Thanks Jonathan. This question arose while exploring the design/working
of HBase; The use of zookeeper session wasn`t clear from the paper or
source code, hence the confusion.
Thanks,
Naresh.
On 10/03/2010 12:14 AM, Jonathan Gray wrote:
From the client POV, ZooKeeper is currently used to locate the currently
active master in addition to locating the current root region location (as you
describe).
This could be a "lookup" but any connection to ZK requires opening a session
(that's my understanding at least). Rather than establishing a new connection/session on
every lookup, it is kept open by the client. There should not be any measurable overhead
to this idle connection, or at least I've never seen or heard of one.
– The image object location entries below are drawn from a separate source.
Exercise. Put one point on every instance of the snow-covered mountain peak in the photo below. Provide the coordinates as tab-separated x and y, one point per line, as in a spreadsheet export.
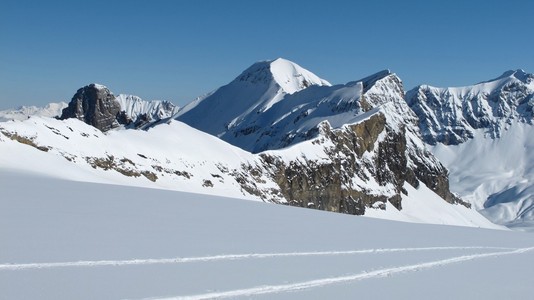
369	81
518	74
288	75
98	86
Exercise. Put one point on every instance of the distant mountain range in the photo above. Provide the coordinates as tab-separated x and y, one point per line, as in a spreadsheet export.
278	133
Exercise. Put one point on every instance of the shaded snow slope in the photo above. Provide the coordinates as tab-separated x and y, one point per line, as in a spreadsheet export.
495	175
450	115
141	112
24	112
178	157
256	112
254	91
73	240
165	155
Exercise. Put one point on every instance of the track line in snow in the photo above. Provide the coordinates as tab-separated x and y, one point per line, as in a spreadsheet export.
179	260
269	289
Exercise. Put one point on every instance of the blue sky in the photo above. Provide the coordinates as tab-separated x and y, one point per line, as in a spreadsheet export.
177	50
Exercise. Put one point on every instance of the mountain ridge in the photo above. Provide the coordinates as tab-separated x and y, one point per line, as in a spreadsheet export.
350	148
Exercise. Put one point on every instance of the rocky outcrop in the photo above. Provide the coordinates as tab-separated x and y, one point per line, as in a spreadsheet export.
95	105
360	166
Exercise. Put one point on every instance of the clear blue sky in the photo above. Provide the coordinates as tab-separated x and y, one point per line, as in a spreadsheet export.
177	50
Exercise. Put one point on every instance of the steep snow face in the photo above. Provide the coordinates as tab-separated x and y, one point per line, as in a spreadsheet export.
495	175
254	91
450	115
178	157
141	112
286	116
292	77
24	112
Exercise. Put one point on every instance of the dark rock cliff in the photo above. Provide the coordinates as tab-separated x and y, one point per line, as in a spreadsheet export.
95	105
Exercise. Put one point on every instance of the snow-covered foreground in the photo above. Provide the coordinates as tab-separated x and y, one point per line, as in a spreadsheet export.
74	240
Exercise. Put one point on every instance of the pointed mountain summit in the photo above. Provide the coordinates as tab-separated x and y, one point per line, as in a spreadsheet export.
274	104
451	115
289	76
255	90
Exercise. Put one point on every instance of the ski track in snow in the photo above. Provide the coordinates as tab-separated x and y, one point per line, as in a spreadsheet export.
178	260
269	289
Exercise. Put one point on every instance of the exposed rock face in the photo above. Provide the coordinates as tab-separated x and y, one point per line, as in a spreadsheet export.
450	115
95	105
364	165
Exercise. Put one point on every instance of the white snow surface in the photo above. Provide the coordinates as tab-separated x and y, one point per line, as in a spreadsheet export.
24	112
184	159
496	175
74	240
254	91
134	106
274	104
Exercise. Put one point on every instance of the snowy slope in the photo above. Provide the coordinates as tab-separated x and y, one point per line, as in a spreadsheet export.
495	175
24	112
483	134
259	111
164	154
450	115
141	111
254	91
178	157
68	240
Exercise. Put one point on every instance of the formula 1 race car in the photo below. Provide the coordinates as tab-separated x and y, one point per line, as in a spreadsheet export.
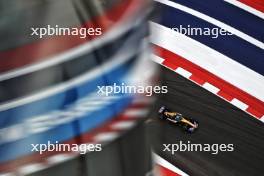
188	124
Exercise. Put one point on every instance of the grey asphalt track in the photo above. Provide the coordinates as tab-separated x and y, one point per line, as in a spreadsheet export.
220	122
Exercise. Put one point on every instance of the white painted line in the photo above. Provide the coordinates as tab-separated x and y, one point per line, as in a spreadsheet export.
136	112
120	58
7	174
105	137
31	168
60	158
157	59
213	21
262	119
123	125
246	8
210	88
168	165
209	59
183	72
239	104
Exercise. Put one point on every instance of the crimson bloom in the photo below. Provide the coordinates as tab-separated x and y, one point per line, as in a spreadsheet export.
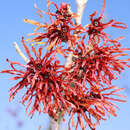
41	80
93	106
96	27
99	65
58	31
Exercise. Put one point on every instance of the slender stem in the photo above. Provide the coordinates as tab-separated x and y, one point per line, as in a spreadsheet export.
20	52
81	4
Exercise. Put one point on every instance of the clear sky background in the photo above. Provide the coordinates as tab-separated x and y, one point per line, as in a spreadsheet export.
12	27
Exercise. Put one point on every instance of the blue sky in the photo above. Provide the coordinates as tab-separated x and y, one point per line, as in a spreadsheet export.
12	27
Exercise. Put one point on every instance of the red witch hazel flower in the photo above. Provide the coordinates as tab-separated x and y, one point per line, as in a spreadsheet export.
42	82
83	86
58	31
99	65
95	29
93	106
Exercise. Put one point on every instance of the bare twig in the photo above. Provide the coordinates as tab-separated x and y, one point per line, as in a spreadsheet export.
81	4
20	52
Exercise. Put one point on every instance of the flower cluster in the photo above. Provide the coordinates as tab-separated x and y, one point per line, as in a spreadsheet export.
83	88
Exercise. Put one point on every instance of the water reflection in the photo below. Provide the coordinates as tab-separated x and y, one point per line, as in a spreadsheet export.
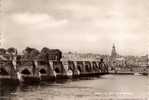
107	86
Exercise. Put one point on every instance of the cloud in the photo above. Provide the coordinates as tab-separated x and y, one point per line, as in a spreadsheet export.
39	20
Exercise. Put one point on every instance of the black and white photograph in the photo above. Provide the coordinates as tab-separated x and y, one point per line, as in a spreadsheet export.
74	49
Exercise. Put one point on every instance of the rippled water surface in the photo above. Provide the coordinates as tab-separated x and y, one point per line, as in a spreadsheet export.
107	87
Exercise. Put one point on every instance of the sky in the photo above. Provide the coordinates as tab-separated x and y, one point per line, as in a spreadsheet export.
86	26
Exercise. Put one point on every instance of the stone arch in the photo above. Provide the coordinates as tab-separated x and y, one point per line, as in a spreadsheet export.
42	71
25	72
87	66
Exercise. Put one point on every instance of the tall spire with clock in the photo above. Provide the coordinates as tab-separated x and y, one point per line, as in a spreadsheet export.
113	53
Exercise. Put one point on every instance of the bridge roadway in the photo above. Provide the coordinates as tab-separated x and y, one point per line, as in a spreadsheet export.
35	71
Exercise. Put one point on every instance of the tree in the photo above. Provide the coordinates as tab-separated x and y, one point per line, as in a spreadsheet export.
2	51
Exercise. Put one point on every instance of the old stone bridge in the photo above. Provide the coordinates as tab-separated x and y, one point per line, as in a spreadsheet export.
40	70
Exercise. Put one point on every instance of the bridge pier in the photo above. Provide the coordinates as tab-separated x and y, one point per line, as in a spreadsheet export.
7	73
27	72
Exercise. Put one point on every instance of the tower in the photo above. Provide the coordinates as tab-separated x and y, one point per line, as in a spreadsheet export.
113	53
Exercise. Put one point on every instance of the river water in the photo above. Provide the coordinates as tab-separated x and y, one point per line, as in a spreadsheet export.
106	87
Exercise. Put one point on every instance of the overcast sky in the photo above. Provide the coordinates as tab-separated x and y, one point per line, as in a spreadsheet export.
77	25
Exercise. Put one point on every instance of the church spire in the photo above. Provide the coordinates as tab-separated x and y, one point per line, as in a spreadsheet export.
113	53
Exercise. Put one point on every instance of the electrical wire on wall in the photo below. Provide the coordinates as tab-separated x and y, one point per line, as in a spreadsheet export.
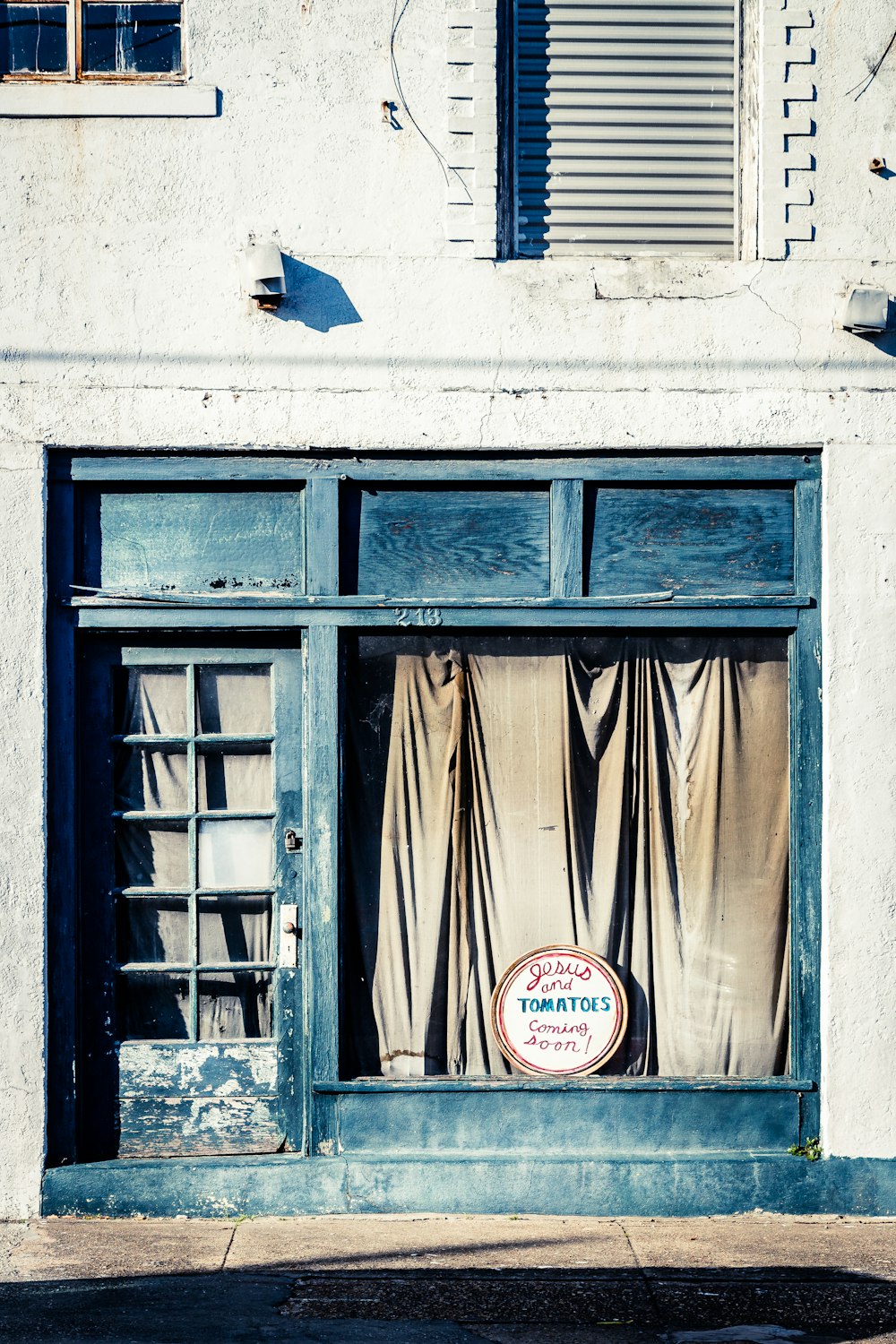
864	85
400	10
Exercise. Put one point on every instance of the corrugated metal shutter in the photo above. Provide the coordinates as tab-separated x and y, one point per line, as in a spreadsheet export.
625	125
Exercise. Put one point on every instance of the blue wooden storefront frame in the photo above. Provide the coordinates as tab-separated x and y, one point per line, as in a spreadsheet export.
743	1121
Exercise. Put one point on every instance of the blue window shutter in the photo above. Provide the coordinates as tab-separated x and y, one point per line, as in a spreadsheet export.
626	125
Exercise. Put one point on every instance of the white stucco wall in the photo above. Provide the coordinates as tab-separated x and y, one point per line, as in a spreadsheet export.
124	327
22	844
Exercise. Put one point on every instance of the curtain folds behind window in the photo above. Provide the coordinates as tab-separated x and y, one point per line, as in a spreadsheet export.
625	795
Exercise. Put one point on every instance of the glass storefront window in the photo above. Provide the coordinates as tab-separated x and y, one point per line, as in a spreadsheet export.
625	793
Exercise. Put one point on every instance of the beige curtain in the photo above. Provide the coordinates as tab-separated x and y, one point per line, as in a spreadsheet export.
626	795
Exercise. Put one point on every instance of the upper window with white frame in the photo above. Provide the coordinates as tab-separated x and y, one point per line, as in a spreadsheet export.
619	125
86	39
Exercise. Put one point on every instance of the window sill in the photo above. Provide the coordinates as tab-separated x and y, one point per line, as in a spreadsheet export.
107	99
590	1083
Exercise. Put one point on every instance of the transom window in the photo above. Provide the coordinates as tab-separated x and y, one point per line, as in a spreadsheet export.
82	39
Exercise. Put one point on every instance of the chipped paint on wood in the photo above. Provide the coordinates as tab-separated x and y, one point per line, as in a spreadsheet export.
169	1126
160	1070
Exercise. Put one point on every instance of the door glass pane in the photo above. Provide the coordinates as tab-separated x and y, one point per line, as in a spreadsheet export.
32	39
151	781
236	780
156	1005
625	793
152	854
132	38
234	701
234	929
234	1005
236	854
155	930
152	701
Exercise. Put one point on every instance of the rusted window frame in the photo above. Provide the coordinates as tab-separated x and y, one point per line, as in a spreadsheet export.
74	42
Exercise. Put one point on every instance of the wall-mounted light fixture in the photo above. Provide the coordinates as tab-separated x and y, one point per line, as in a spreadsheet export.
263	271
866	311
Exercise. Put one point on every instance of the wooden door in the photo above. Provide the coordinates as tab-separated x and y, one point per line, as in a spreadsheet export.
191	900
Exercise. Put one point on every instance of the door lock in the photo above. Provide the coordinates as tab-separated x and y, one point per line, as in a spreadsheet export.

And there will
only be one connection per process (well, per Configuration) so it would take a lot of
client processes to cause any problems.
And by retaining the connection, we actually get events in the client to point
to the new master/root region when they do change, which is one benefit of
keeping a session and watches open to ZK.
The new master design in trunk moves region transitions into ZK, so it would
actually be possible to send clients invalidations / updated region locations.
There are also some who have thought about putting all assignment information
into ZK at some point, but this is just a (contentious) idea for now.
What exactly are your concerns about ZK sessions in the client?
JG
-----Original Message-----
From: Naresh Rapolu [mailto:[email protected]]
Sent: Friday, October 01, 2010 7:52 PM
To: [email protected]
Subject: Re: Client`s cache invalidation
If zookeeper isn`t invalidating the client`s cache, then what is the
actual use of a zookeeper session? Is it needed only to lookup
region-location of the "root-tablet" of META table, which is later used
to recursively scan the entire META table ?
Can`t that just be a lookup query to zookeeper, instead of a session ?
I`ve looked into the Bigtable paper; the above use-case seems to be the
only one mentioned. Am I missing something ?
Thanks,
Naresh.
On 10/01/2010 09:40 PM, Jonathan Gray wrote:
Yes. RegionServers will throw a NotServingRegionException. This, in
turn, will cause the client to grab the location from META again.
-----Original Message-----
From: Naresh Rapolu [mailto:[email protected]]
Sent: Friday, October 01, 2010 5:35 PM
To: [email protected]
Subject: Client`s cache invalidation
Hello,
How does the client`s cache of "region-location"( .META table), get
invalidated when a region-server splits regions ? Does Zookeeper
abort
the client session or inform it of staleness ? How is consistency
ensured in the time interval between splits being registered in
.META
table and client cache being refreshed ? I`m guessing, the region-
server
would reject operations on rows it isn`t responsible for. Am I
correct
?
Thanks,
Naresh.